Drinking guests never saw the bottom of their beer glasses as they were re-filled fast and almost over the brim. A three-member band kept guests entertained with their repertoire of cantonese, english and mandarin numbers.

The three-member band that kept guests entertained during the dinner

Wendee donned a second evening gown, a striking vibrant blue piece with a broad fan collar mid way through the dinner. The earlier gown was off white-pale pink piece with floral details. The couple went on stage for the champage popping and toasting. Designated family members joined them on stage and made the three yum seng (toasts) together with guests. As commonly practised and seen at many chinese weddings, the newly wed couple fleeted from table to table toasting with guests. Our table of cousins was probably one the loudest that joyous night, with our stamina and breath well put to test and use.

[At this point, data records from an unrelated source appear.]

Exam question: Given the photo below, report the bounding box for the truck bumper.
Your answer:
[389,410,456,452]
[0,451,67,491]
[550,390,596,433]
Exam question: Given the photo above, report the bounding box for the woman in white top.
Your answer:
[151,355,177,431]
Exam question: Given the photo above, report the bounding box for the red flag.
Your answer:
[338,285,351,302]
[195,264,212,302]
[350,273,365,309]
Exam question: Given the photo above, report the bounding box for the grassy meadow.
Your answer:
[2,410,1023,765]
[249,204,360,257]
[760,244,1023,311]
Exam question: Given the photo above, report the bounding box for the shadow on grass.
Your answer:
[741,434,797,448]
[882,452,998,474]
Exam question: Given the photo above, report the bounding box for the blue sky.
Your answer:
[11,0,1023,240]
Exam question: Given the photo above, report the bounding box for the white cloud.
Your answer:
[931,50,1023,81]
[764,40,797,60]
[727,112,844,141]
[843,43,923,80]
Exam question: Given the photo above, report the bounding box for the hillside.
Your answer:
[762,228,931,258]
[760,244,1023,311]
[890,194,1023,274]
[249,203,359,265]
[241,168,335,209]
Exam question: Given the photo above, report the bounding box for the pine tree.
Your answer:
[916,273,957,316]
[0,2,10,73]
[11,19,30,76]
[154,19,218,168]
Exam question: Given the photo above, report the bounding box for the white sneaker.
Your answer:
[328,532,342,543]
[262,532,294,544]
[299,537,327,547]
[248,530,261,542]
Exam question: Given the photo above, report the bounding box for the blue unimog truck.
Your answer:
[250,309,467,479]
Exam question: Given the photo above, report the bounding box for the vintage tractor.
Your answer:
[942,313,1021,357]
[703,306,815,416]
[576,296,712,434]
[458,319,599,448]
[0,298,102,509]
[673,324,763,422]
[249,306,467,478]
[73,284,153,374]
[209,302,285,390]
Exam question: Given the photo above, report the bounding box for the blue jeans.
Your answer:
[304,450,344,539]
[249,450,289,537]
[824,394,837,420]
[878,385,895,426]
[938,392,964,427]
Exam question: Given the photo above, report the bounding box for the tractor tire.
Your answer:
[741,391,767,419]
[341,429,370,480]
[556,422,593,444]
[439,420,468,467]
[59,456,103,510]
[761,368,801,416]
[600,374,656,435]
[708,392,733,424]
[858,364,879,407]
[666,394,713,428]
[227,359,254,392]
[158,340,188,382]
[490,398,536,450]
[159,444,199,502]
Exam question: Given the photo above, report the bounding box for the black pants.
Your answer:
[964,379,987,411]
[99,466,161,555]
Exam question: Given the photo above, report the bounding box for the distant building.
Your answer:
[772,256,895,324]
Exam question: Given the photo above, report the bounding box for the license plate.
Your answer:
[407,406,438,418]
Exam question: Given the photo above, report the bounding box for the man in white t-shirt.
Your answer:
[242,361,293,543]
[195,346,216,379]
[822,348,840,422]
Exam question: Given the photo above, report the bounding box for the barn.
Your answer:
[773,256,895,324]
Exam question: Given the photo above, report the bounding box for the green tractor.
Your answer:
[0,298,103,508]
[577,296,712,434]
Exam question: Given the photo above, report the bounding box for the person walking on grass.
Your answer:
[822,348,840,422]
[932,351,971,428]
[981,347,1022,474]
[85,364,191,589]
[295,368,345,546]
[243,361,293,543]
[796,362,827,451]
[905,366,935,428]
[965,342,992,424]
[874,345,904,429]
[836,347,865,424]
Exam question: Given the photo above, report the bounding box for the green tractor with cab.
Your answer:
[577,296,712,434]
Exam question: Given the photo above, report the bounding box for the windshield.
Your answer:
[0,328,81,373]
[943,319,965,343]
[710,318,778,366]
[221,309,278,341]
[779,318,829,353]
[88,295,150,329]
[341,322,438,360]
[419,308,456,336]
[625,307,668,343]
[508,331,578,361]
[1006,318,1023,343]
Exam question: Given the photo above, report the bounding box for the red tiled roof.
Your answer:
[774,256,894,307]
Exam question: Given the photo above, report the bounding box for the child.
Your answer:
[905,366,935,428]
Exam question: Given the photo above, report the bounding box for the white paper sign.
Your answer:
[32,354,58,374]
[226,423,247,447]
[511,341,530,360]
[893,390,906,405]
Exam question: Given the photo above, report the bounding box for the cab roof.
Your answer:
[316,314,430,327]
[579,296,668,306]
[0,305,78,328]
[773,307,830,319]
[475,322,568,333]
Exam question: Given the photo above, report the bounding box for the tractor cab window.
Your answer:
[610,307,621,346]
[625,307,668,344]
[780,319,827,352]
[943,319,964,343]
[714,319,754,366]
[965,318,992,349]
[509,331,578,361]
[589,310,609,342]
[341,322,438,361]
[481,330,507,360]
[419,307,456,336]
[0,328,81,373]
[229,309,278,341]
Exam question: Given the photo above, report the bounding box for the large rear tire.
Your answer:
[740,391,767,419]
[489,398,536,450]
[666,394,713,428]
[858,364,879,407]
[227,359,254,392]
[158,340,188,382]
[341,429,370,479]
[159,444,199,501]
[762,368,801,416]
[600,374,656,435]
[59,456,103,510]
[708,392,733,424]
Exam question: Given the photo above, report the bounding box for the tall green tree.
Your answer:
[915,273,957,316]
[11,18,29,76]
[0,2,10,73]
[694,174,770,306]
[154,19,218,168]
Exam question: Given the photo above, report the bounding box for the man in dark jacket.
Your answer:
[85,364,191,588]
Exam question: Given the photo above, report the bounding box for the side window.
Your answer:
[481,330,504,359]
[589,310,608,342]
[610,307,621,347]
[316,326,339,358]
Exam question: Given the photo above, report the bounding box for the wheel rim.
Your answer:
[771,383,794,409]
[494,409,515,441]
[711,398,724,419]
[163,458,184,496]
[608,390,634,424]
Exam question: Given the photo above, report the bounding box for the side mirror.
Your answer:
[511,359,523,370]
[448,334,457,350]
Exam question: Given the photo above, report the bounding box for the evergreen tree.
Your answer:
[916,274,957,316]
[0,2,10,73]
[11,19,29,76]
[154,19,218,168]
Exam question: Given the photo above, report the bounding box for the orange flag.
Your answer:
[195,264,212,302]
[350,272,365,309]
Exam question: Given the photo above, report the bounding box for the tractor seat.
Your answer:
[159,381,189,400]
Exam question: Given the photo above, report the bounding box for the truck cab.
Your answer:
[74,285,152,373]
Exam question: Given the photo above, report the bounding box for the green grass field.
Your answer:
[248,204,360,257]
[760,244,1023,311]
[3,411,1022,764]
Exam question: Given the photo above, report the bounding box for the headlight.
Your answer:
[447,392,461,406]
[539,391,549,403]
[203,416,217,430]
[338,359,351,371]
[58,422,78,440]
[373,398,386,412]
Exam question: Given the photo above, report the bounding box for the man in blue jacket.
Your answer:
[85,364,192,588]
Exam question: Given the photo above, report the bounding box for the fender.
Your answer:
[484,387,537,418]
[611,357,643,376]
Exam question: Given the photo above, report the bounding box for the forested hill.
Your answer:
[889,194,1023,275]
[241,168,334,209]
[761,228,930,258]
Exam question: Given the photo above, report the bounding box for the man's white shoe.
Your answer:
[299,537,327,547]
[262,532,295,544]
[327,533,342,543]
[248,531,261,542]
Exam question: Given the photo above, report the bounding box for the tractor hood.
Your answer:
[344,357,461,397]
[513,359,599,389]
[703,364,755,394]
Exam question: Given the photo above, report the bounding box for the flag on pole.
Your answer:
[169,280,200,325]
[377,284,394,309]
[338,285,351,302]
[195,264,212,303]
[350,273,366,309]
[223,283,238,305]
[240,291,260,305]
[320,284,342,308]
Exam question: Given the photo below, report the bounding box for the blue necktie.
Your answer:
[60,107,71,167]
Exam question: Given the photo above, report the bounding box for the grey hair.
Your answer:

Popping the champagne, pouring it and toasting with the guests




For the album

Just as all good things must end, the dinner did end, but we, the cousins decided to extend our party. We got home, changed and adjourned for midnight session of karaoke till three in the morning at the only Red Box on the island. That night was certainly an intoxicating night. We were unsure how many jugs we drank at the dinner as we could not keep count of the refills, and we had more at the karaoke. Thankfully we got ourselves home in one piece, and dropped dead onto bed, eyes far too heavy to open.


Singing our hearts out

Breakfast the next morning at eight was at Swee Kong coffeeshop opposite the Pulau Tikus morning market. We feasted on prawn noodles, appam balik (soft, fragrant thin flat cakes made from wheat flour batter prepared in claypots on charcoal fire), ang ku (vermillion red soft, chewy cakes with skin made from glutinous rice flour with green bean paste) and some siew yuk (roasted pork) bought from the morning market.


Prawn noodles, appam balik and how those yummy cakes were made

We left Penang after lunch and headed down for a stopover in Taiping before we continued our journey back to KL. What a weekend we had. Yes, tiring and draining that resulted us developing some panda-looking eyes but wonderful, exciting and joyous :).